Computer security expert Brian Krebs, who writes the KrebsOnSecurity blog, said many of the leaked accounts appeared to be little more than a name and an email address, raising questions about their authenticity.

"But when you start factoring in payment information, that becomes harder to explain," he said.

Krebs said Ashley Madison does not send verification emails and allows multiple accounts to be linked to a single email address in an effort to aid users' privacy.

"They wanted to remove the ability for anybody to do that reconnaissance and try to register to find out if somebody was already a member," he said. "They wanted their users to have deniability."

Krebs said it was unsurprising that some of the emails were attached to government accounts, but he declined to speculate on the motivations of those who signed up.

"This wouldn't be the first time that people have signed up for services that they wouldn't want their name associated with on the front page of the newspaper," he said. "You put yourself in a compromising situation, but people do it all the time."

Hackers claim to have exposed data on millions of spouses who signed up to Ashley Madison.

"Now everyone gets to see their data," a message posted by the hackers said.

Ashley Madison has long courted attention with its claim to be the Internet's leading facilitator of extramarital liaisons, boasting that "thousands of cheating wives and cheating husbands sign up every day looking for an affair." Avid Life Media has previously acknowledged suffering an electronic break-in.

Canadian and U.S. law enforcement are involved in the probe, the company said Wednesday.

The federal privacy commissioner's office is looking into the apparent disclosure.

"We have been in communication with the company to determine how the breach occurred and what is being done to mitigate the situation," said Tobi Cohen, a spokeswoman for the commissioner. "Given the global scope of the breach, we have also been in contact with other data protection authorities."

Many U.S. analysts who have scanned the data believe it is genuine.

TrustedSec Chief Executive Dave Kennedy said the information dump included full names, passwords, street addresses, credit card information and "an extensive amount of internal data."

In a separate blog, Errata Security Chief Executive Rob Graham said the information released included details such as users' height, weight and GPS co-ordinates. He said men outnumbered women on the service five-to-one.
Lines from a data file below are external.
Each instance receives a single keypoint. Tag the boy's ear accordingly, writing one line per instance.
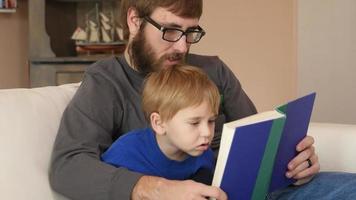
(133, 21)
(157, 123)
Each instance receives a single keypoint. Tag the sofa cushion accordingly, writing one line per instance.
(29, 120)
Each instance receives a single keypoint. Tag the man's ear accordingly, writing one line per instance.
(133, 21)
(157, 124)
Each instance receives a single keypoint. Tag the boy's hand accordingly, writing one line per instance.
(150, 187)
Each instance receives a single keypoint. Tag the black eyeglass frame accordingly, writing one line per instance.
(165, 29)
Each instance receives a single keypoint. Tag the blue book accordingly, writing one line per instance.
(254, 151)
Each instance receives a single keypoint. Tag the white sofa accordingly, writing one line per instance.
(29, 119)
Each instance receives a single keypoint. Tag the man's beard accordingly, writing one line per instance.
(143, 58)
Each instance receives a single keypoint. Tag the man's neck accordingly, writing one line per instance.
(129, 60)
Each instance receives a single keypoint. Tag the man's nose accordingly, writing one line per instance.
(181, 45)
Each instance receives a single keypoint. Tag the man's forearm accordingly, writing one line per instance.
(84, 177)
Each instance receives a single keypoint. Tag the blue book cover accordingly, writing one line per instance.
(254, 151)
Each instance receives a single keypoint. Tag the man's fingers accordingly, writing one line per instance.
(305, 143)
(214, 192)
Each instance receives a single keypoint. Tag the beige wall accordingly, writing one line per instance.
(257, 40)
(13, 47)
(327, 57)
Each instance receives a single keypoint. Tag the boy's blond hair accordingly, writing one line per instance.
(170, 90)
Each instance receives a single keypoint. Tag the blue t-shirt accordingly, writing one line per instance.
(138, 151)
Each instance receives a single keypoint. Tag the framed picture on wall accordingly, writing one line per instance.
(8, 5)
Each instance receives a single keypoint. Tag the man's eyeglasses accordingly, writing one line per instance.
(193, 35)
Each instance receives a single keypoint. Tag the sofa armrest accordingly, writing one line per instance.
(335, 145)
(29, 120)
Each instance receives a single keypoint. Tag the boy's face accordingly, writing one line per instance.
(190, 132)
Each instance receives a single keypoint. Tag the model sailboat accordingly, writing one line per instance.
(100, 33)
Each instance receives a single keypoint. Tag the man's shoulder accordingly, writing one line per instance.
(102, 65)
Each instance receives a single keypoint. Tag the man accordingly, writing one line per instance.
(107, 104)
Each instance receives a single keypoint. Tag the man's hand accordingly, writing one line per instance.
(150, 187)
(299, 168)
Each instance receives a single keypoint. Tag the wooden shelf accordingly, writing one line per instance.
(7, 10)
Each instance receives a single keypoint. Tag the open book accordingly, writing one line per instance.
(255, 151)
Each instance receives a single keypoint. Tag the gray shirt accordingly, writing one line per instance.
(107, 105)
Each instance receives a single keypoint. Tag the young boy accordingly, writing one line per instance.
(181, 104)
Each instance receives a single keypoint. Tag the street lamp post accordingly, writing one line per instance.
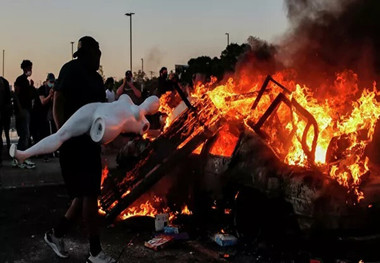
(72, 50)
(130, 37)
(228, 39)
(3, 63)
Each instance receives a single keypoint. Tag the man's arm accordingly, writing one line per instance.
(45, 100)
(120, 89)
(134, 89)
(58, 109)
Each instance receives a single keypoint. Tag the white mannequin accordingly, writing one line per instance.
(103, 121)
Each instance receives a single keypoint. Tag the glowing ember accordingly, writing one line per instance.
(186, 211)
(336, 116)
(144, 209)
(104, 174)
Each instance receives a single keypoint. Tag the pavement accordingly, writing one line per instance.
(32, 200)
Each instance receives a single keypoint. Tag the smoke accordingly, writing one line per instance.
(331, 36)
(154, 58)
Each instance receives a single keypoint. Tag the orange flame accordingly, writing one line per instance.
(186, 211)
(345, 114)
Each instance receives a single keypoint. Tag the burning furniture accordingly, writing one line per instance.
(258, 157)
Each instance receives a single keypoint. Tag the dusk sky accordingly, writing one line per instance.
(165, 32)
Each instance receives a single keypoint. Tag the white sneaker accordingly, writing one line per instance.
(29, 162)
(100, 258)
(56, 244)
(14, 163)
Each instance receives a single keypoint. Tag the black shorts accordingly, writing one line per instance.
(81, 166)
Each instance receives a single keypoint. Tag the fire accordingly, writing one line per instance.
(144, 209)
(186, 211)
(104, 174)
(347, 116)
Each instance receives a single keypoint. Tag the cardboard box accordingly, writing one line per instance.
(159, 242)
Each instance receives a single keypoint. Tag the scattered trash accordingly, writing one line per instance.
(180, 236)
(161, 221)
(225, 240)
(159, 242)
(171, 230)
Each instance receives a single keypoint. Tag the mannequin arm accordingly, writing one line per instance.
(58, 109)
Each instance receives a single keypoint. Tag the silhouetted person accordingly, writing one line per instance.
(24, 95)
(79, 84)
(129, 88)
(5, 113)
(110, 93)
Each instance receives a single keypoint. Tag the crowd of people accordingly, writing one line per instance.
(39, 112)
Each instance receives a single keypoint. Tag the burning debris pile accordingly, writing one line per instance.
(308, 144)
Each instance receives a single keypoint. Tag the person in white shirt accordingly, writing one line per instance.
(110, 93)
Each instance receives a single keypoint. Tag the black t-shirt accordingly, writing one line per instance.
(24, 92)
(79, 86)
(44, 108)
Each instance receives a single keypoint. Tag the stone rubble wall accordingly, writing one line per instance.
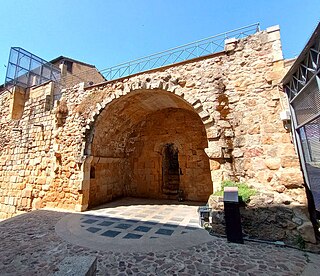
(236, 94)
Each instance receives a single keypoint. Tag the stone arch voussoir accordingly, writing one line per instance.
(121, 89)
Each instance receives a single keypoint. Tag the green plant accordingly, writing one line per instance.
(244, 191)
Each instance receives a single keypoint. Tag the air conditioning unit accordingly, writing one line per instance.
(285, 115)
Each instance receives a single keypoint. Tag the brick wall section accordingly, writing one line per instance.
(234, 93)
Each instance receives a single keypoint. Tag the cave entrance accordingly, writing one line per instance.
(170, 170)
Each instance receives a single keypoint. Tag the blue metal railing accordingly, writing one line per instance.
(185, 52)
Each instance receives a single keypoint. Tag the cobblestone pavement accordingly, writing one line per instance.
(30, 246)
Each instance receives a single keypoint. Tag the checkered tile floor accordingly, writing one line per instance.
(114, 224)
(135, 224)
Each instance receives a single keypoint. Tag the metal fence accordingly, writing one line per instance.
(26, 69)
(303, 90)
(185, 52)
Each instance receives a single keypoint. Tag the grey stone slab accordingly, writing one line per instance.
(77, 266)
(93, 229)
(110, 233)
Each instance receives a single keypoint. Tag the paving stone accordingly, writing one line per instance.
(30, 246)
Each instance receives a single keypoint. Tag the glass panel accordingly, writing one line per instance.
(307, 103)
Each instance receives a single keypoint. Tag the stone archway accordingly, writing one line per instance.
(126, 143)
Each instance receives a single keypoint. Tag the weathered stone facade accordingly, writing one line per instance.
(220, 113)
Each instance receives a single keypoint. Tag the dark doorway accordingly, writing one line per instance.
(170, 170)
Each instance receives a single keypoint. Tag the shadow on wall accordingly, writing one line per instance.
(271, 223)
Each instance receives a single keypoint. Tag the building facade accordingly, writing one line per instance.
(175, 131)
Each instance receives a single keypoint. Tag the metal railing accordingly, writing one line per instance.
(185, 52)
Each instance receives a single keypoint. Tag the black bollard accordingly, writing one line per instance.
(232, 215)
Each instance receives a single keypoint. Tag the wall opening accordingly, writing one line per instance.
(170, 170)
(149, 145)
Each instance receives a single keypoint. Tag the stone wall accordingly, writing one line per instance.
(222, 112)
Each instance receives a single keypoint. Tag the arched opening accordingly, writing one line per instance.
(149, 143)
(170, 170)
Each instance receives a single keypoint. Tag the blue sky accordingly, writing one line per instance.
(106, 33)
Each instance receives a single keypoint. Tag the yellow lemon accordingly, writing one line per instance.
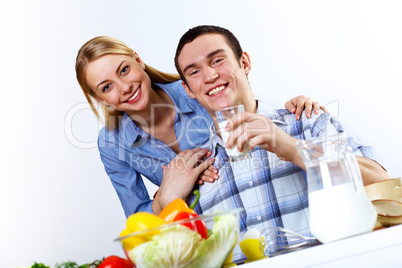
(143, 221)
(132, 241)
(251, 248)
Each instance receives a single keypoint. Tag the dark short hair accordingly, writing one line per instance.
(195, 32)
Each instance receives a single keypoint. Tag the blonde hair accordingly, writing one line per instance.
(98, 47)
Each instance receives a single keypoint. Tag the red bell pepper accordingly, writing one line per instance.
(197, 225)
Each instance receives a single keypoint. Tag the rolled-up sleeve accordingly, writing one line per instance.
(127, 181)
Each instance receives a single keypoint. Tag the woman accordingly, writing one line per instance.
(149, 121)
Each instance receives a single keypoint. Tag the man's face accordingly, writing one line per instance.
(215, 77)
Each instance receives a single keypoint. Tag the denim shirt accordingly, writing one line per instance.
(129, 152)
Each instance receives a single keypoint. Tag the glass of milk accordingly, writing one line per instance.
(222, 118)
(339, 206)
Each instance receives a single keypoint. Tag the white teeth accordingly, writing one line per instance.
(135, 95)
(216, 90)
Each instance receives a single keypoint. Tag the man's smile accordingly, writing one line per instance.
(133, 98)
(216, 90)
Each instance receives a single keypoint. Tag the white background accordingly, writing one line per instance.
(56, 202)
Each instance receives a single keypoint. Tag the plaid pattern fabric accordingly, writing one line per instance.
(271, 191)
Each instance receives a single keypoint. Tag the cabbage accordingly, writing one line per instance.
(173, 247)
(213, 251)
(179, 246)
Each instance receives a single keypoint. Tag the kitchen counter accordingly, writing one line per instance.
(380, 248)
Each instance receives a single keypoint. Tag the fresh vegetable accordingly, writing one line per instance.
(250, 244)
(179, 210)
(179, 246)
(173, 247)
(132, 241)
(198, 226)
(176, 206)
(143, 221)
(213, 251)
(69, 264)
(115, 262)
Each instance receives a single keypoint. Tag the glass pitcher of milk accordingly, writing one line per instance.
(339, 205)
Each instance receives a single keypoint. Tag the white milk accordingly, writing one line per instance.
(232, 151)
(339, 212)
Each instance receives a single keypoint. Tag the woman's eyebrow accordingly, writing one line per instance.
(117, 71)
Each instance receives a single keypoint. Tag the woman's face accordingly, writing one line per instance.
(120, 81)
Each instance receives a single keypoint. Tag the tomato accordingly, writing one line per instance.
(116, 262)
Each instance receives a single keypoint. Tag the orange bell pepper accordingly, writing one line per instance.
(176, 206)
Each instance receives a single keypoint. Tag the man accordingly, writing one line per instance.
(271, 186)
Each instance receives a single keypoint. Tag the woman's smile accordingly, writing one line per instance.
(135, 96)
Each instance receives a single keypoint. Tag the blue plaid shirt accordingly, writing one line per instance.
(271, 191)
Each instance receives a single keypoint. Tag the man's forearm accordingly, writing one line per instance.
(371, 171)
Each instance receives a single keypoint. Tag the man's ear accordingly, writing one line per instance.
(188, 90)
(245, 62)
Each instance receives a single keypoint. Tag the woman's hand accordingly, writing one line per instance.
(300, 103)
(181, 174)
(208, 175)
(259, 130)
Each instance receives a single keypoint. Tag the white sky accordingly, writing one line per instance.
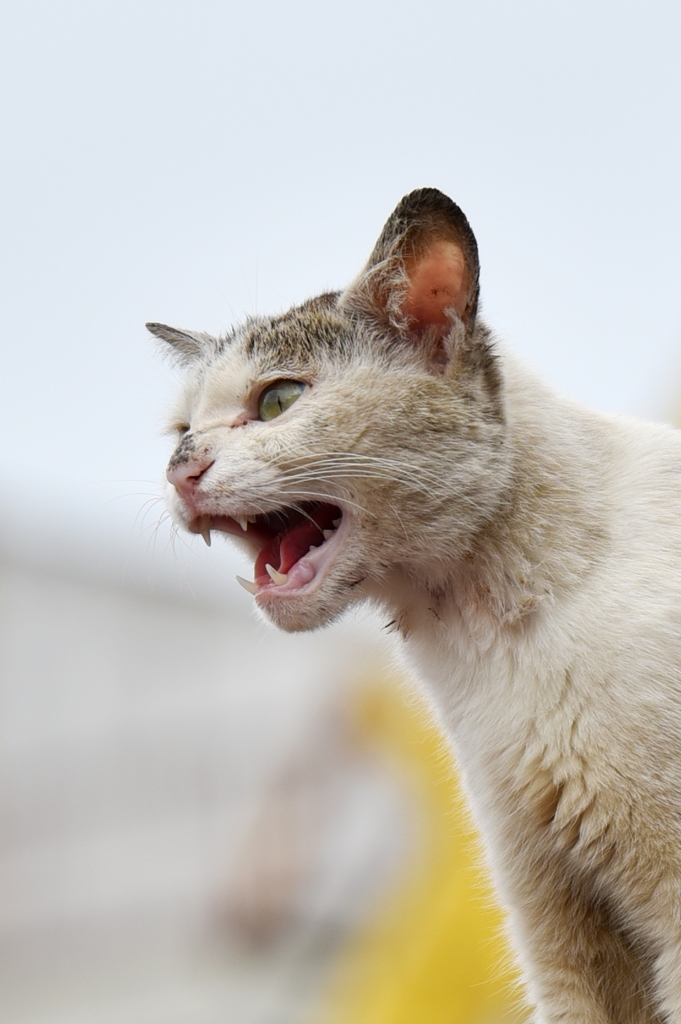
(194, 162)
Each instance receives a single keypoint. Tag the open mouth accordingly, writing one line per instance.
(295, 544)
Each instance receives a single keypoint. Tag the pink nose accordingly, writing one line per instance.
(185, 475)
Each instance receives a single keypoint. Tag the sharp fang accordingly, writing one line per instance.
(204, 528)
(252, 588)
(278, 578)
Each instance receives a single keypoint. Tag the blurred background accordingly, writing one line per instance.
(203, 821)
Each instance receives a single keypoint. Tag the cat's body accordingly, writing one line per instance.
(529, 554)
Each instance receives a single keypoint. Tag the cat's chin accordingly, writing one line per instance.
(301, 612)
(302, 577)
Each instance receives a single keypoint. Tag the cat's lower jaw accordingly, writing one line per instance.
(298, 585)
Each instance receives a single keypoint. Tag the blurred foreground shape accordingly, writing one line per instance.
(205, 821)
(434, 951)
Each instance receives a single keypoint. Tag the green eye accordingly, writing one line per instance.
(278, 397)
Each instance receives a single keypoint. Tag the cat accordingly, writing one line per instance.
(379, 444)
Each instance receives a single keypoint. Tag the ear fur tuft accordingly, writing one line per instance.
(188, 346)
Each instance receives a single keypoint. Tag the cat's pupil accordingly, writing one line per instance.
(278, 397)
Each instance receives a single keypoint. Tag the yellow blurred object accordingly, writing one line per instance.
(434, 952)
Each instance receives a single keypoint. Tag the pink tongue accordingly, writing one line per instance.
(284, 552)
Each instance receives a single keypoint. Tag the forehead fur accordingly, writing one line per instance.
(307, 334)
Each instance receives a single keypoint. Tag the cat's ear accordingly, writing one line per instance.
(187, 346)
(423, 275)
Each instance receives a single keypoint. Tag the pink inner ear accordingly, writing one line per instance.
(436, 282)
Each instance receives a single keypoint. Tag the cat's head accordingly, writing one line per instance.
(356, 439)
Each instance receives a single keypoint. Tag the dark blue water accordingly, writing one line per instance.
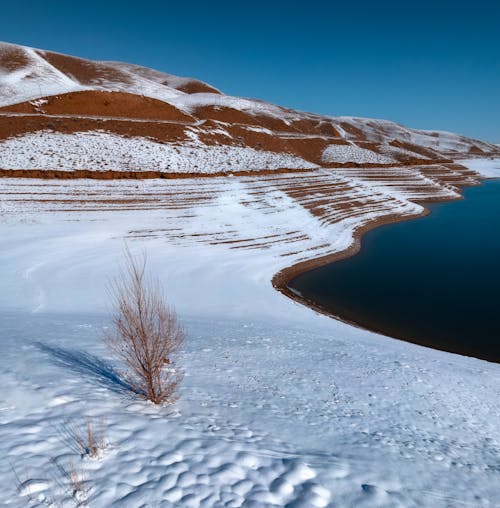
(434, 280)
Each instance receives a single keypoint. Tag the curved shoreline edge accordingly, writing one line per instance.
(282, 278)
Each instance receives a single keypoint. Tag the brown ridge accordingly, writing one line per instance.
(105, 104)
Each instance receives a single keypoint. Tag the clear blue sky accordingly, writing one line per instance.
(425, 64)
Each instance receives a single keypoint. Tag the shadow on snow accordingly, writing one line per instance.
(90, 366)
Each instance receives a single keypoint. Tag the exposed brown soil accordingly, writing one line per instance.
(85, 72)
(281, 279)
(195, 86)
(131, 175)
(232, 116)
(162, 132)
(106, 104)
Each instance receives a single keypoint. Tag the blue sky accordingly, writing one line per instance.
(425, 64)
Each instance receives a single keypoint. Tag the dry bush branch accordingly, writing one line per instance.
(146, 334)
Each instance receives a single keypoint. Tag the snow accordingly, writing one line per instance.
(279, 406)
(487, 168)
(353, 153)
(101, 151)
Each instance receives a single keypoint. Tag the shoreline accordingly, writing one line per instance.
(282, 278)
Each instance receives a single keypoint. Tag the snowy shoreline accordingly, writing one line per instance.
(280, 406)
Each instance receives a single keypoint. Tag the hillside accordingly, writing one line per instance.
(140, 120)
(280, 406)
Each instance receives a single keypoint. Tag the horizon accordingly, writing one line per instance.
(293, 60)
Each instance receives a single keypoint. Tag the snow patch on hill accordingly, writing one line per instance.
(102, 151)
(352, 153)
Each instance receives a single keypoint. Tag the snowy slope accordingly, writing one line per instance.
(279, 407)
(106, 151)
(28, 74)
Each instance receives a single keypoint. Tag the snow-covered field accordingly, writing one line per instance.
(279, 406)
(106, 151)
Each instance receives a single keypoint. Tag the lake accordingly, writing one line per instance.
(433, 280)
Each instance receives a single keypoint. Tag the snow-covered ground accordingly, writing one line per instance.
(87, 150)
(352, 153)
(279, 406)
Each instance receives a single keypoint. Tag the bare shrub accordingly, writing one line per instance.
(146, 334)
(88, 440)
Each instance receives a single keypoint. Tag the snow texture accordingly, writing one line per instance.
(279, 406)
(352, 153)
(101, 151)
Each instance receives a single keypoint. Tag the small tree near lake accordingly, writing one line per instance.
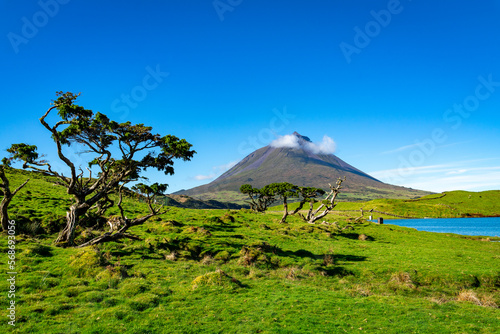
(260, 199)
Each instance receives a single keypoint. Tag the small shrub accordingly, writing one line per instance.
(143, 301)
(402, 280)
(133, 286)
(227, 218)
(255, 255)
(87, 262)
(38, 250)
(363, 237)
(207, 260)
(94, 297)
(213, 221)
(223, 256)
(468, 296)
(215, 278)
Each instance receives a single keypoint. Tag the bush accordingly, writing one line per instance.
(143, 301)
(215, 278)
(87, 262)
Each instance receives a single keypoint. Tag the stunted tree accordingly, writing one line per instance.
(119, 152)
(283, 190)
(119, 227)
(8, 195)
(327, 204)
(260, 199)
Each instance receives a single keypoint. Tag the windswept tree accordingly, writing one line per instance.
(119, 228)
(259, 199)
(8, 195)
(327, 204)
(119, 152)
(306, 195)
(283, 191)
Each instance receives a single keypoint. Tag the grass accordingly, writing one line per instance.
(218, 271)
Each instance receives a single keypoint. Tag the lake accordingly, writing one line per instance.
(465, 226)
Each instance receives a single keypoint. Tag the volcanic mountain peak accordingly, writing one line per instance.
(301, 137)
(296, 159)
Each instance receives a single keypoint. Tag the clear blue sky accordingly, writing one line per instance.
(378, 77)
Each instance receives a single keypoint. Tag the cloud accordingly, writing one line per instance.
(326, 146)
(289, 141)
(204, 177)
(216, 171)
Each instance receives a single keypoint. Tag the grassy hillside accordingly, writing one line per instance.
(214, 271)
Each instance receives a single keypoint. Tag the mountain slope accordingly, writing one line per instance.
(302, 165)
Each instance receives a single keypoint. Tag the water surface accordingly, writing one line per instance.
(465, 226)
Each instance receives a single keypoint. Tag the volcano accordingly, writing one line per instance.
(302, 164)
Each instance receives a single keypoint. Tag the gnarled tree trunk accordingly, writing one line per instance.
(7, 197)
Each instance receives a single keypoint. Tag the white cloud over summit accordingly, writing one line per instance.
(326, 146)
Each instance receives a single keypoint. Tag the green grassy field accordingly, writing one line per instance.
(220, 271)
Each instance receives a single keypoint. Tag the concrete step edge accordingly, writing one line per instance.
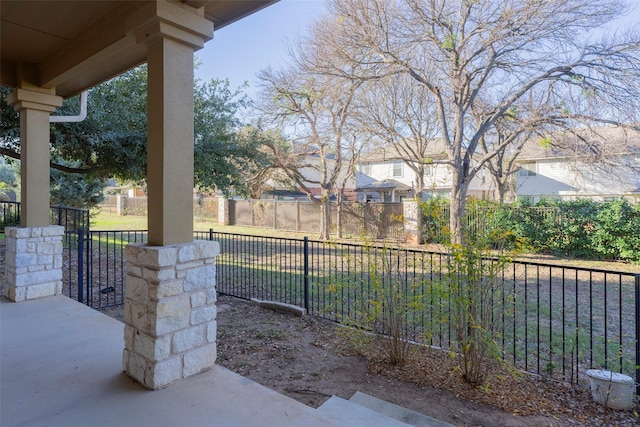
(352, 414)
(397, 412)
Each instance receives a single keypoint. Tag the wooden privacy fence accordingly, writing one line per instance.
(375, 221)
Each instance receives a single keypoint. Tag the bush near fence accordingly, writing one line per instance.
(553, 320)
(580, 229)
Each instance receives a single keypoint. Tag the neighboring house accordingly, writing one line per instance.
(312, 175)
(386, 176)
(600, 164)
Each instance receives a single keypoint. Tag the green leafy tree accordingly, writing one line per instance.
(112, 141)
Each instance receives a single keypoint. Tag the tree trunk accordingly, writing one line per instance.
(339, 208)
(457, 205)
(325, 216)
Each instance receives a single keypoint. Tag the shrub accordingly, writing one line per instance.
(472, 289)
(616, 233)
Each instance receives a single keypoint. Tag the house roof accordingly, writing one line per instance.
(436, 150)
(596, 142)
(385, 185)
(74, 45)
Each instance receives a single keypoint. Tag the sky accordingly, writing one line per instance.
(240, 50)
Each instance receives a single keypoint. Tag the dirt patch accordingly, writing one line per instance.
(304, 358)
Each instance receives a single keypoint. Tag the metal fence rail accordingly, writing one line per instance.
(551, 320)
(70, 218)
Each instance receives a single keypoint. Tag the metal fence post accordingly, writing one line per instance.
(638, 334)
(306, 273)
(80, 264)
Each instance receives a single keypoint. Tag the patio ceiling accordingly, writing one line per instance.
(74, 45)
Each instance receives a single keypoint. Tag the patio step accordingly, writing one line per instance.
(405, 415)
(354, 415)
(368, 411)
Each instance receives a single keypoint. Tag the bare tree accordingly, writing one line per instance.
(480, 59)
(319, 108)
(400, 114)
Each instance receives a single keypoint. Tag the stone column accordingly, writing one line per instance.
(33, 262)
(170, 312)
(412, 221)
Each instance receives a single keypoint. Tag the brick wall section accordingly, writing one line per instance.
(170, 312)
(33, 260)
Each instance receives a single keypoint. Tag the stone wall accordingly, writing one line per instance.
(33, 262)
(170, 312)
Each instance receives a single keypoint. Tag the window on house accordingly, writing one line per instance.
(527, 169)
(397, 168)
(365, 168)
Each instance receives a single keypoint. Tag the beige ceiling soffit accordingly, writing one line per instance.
(189, 21)
(197, 4)
(105, 39)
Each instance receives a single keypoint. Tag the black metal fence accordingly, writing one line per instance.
(70, 218)
(551, 320)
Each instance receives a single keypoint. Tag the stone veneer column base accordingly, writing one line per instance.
(170, 312)
(33, 262)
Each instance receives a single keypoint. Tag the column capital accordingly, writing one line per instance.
(169, 19)
(24, 99)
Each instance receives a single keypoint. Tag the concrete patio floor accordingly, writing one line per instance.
(61, 365)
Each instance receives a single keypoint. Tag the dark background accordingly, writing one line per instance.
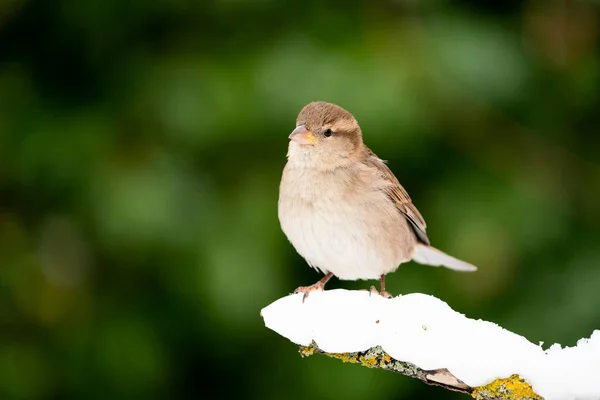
(141, 146)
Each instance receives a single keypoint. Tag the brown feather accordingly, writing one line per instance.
(398, 195)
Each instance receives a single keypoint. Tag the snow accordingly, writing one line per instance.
(425, 331)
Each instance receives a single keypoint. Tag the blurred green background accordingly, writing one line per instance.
(141, 146)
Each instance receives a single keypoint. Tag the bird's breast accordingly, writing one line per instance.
(341, 225)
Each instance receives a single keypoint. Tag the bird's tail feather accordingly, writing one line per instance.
(424, 254)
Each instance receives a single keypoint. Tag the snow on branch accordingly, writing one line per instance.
(422, 337)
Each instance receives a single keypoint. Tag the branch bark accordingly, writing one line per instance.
(511, 388)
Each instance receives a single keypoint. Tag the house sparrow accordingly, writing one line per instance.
(343, 209)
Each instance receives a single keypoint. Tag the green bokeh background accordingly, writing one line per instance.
(141, 146)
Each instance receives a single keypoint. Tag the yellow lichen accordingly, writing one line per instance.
(513, 388)
(370, 362)
(306, 351)
(345, 357)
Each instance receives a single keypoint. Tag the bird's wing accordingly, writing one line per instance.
(399, 196)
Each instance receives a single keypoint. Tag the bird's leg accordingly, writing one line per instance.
(317, 286)
(381, 292)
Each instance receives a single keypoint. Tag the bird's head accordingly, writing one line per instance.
(326, 137)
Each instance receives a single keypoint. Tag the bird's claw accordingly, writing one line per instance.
(384, 294)
(308, 289)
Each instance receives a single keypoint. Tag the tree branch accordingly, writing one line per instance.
(512, 388)
(420, 336)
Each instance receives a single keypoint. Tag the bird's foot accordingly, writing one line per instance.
(384, 294)
(319, 286)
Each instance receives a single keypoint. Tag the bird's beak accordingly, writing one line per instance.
(302, 135)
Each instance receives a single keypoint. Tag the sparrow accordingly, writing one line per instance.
(342, 208)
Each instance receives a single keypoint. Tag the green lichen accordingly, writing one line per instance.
(373, 358)
(512, 388)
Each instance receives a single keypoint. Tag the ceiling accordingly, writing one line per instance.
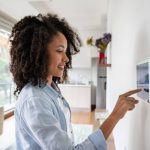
(82, 14)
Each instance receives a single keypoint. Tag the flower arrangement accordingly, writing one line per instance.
(101, 44)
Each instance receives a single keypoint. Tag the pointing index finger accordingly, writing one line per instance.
(131, 92)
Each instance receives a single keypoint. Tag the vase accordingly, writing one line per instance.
(102, 58)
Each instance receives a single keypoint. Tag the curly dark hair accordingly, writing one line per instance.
(29, 56)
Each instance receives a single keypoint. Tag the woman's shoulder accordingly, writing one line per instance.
(31, 93)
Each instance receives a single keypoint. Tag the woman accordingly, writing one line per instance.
(41, 49)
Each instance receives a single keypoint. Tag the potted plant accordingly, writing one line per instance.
(101, 44)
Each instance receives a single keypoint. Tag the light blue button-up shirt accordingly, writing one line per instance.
(41, 124)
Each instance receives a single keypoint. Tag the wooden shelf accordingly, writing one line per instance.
(105, 65)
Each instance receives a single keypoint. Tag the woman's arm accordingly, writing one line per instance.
(123, 104)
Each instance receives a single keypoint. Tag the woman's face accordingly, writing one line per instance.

A call to Avid Life Media wasn't returned. The hackers didn't immediately return emails.

The number of people who actively used the site to seek sex outside their marriage is an open question. But whatever the final number, the breach is still a humbling moment for Ashley Madison, which had made discretion a key selling point. In a television interview last year, chief executive Noel Biderman described the company's servers as "kind of untouchable."